Su autoconfianza en los lances amatorios  le hace sentirse pendenciero y bravucón. Seguro de sí mismo, no duda en porfiar con tantos otros que se ven competidores, como Don Luis Mejías, y como la caballerosidad brilla por su ausencia, a pesar de alardear de hidalguía, en el fondo carece de ella y es incapaz de guardar discreción de sus lances, aireándolos, cuando no los exagera. Si las conquistas no son compartidas para morbo y baboseo de sus condiscípulos, es como si no hubiesen existido.
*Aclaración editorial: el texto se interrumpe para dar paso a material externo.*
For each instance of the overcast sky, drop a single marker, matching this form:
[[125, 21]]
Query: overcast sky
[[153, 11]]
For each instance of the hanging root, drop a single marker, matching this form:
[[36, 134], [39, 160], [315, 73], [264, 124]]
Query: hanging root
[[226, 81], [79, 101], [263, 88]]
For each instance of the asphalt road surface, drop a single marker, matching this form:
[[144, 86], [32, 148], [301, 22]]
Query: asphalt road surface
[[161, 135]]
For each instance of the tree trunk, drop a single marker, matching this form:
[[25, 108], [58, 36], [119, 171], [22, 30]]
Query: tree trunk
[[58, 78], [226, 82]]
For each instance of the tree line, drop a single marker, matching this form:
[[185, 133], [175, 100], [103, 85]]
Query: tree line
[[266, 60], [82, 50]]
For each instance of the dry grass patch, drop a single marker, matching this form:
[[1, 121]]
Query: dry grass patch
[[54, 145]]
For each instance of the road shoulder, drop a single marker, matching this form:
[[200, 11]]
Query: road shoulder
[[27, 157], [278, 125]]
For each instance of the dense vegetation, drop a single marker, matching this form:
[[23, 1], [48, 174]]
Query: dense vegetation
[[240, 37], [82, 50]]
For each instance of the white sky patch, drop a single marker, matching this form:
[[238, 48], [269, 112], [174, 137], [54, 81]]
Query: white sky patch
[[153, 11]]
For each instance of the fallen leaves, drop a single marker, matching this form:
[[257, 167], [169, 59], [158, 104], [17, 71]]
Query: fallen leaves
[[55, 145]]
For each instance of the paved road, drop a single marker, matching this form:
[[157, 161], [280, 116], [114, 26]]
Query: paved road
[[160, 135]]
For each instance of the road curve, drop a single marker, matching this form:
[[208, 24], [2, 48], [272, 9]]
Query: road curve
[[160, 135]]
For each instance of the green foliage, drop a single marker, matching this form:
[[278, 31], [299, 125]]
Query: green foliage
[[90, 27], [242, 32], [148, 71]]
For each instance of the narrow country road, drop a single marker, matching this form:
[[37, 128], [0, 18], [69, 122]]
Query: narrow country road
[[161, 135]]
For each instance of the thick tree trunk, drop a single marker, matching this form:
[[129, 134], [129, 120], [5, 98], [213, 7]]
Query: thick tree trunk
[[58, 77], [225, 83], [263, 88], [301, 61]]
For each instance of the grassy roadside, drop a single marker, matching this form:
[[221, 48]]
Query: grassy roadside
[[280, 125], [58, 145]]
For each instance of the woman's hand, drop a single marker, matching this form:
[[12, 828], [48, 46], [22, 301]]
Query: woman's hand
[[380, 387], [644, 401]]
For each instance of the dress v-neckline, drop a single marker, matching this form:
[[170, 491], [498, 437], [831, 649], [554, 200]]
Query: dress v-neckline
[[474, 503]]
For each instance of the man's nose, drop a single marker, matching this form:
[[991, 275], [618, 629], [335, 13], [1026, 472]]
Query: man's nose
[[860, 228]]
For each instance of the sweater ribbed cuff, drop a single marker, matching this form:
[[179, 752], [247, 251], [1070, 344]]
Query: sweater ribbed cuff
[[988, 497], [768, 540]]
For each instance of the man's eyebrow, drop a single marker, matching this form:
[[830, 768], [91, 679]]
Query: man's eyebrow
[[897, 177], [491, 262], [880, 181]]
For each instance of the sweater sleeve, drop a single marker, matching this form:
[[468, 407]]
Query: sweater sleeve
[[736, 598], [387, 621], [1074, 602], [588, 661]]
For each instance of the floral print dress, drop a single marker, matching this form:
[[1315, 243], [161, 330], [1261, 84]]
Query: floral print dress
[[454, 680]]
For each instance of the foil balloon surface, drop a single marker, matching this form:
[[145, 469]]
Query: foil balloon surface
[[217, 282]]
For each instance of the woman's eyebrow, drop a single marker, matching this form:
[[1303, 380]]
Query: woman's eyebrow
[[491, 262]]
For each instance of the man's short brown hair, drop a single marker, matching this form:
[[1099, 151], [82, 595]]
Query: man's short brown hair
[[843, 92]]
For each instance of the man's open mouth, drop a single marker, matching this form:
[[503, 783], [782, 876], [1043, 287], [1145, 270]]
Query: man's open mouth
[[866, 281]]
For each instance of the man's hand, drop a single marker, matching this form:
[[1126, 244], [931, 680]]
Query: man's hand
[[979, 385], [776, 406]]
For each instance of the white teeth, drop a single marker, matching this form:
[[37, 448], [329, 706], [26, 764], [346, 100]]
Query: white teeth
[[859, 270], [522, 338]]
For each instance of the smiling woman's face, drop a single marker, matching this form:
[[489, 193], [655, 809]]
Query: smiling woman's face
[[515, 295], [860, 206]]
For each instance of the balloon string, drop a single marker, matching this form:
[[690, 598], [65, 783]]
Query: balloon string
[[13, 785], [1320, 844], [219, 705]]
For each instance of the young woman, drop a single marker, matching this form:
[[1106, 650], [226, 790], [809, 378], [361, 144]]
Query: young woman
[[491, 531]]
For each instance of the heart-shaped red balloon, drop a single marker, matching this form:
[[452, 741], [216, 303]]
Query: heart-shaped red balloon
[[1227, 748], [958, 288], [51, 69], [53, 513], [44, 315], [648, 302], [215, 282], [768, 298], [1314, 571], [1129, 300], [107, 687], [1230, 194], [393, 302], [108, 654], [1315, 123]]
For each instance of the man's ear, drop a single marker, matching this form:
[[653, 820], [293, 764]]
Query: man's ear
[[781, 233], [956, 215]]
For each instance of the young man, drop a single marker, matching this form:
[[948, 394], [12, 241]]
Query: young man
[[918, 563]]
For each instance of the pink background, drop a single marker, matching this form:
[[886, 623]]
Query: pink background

El honor es manoseado, dejando el pudor social de tener sentido, algo no difícil de comprobar,  reflejándose en determinados programas de tele basura.

Don Juan se jacta de subir a las almenas y descender a las cabañas, en clara alusión a que sus principios le permiten asediar sin distinción a la mujer, y siendo consciente de que sólo le interesa el placer sexual es capaz de seducir lo mismo a altas que bajas, gordas que esbeltas, de mediana edad que maduritas, iniciadas o vírgenes, y si es posible, obtener la entrega del honor, llegando para ello, si fuese menester a fingir el enamoramiento o hacer promesas que de antemano sabe que no va a cumplir. Para  él, el fin justifica cualquier medio.

Hay momentos en los que busca refugiarse en su intimidad, aún sin estar seguro en qué consiste, siendo entonces cuando puede brillar un mínimo destello que ilumine su alma. En ese punto, busca la justificación en las pasiones del corazón que son innatas al hombre, y renunciando a su albedrío, se dice y proclama: “Responda el cielo y no yo”. Si son dos días los que hay que vivir-  reflexiona  en su soliloquio interno- habrá que dejarse guiar por la concupiscencia, fiando el porvenir a un mañana que sabe lejano. Pero, como la idea persiste, en un arrebato que es antes hijo del miedo que de la compunción,  se envuelve en el remordimiento, aunque, sopesándolo,  decida no  poner freno a sus pasiones. Es entonces cuando brota de su interior aquellos versos que retratan el estado de su ánimo:

 

“Si ese plazo me convida a que gozaros pueda

Pues larga vida me queda, dejad que pase la vida

Si de mi amor guardáis señora, de aquella suerte,

El galardón de la muerte,

¿Qué largo me lo fiáis?”

 

¿No es éste el mismo sentir que abriga el pecho del hombre de nuestro tiempo? ¿Retener el presente y no pensar el futuro? ¿Vivir el día a día sin mirar adónde le lleva el destino?

¿Qué desenlace proponer para el personaje tan hábilmente creado por la pluma inmortal de diversos autores? Ciertamente, el clásico lo diseña en la escena de su muerte a manos del Comendador o estatua de piedra, que lo arrastra hasta el  averno. Pero, también podríamos proponer su fin remitiéndonos al arrepentimiento en un doble sentido. De una parte, en el mundo de su presente, bajo el signo de haber saboreado momentáneamente en Doña Inés la esencia de un apego diferente y real, consciente al final de su vida que su quehacer amatorio le ha llevado  a renunciar al amor verdadero, que ciertamente contiene la pasión,  pero a la vez alcanza el alma. Más allá de lo medible, de otra, echando la mirada atrás, achacoso, y aún no pudiendo enderezarse los vericuetos recorridos,  en el peso de la duda vislumbrar  la esperanza de que también él  pueda ser redimido finalmente. Es posible que no alcance su ánimo la contrición, el reconocimiento de sus maldades a la luz de la virtud, pero será el momento de recordar aquellas palabras piadosas de alguna beata que procuró llevarle por el buen camino, bastándose la atrición o miedos a su eterna perdición. Dos maneras de comprender su propia futilidad.